In a candid interview with the Center for American Progress [on Tuesday], former Senate Majority Leader Tom Daschle acknowledged that the public option didn't survive the health care debate because of a "understanding" that the White House reached with health care industry stakeholders -- particularly with hospital and insurance company trade associations. But the White House has long denied this suggestion -- which was, until now, based mostly on speculation -- and within hours of the report's initial publication, Daschle, a close White House ally, retracted his statement entirely.

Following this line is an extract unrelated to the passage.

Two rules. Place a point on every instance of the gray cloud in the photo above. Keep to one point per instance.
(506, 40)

Former Senate Majority Leader Tom Daschle acknowledged that the public option didn't survive the health care debate because of a "understanding" that the White House reached with health care industry stakeholders. He later walked back this admission. (File image) "I don't think it was taken off the table completely. It was taken off the table as a result of the understanding that people had with the hospital association, with the insurance (AHIP), and others," Daschle told Wonk Room's Igor Volsky. "I mean I think that part of the whole effort was based on a premise. That premise was, you had to have the stakeholders in the room and at the table. Lessons learned in past efforts is that without the stakeholders' active support rather than active opposition, it's almost impossible to get this job done. They wanted to keep those stakeholders in the room and [the public option] was the price some thought they had to pay."

That rendering flies in the face of the White House's narrative, so TPM emailed Daschle to ask whether his statement reflected first-hand knowledge of the stakeholder negotiations, or was a conclusion he'd drawn independently. In response, he walked back the entire claim.

"In describing some of the challenges to passage of the public option in the health reform bill, I did not mean to suggest in any way that the President was not committed to it," Daschle emails. "The President fought for the public option just as he did for affordable health care for all Americans. The public option was dropped only when it was no longer viable in Congress, not as a result of any deal cut by the White House. While I was disappointed that the public option was not included in the final legislation, the Affordable Care Act remains a tremendous achievement for the President and the nation."

And so the game of whodunnit continues.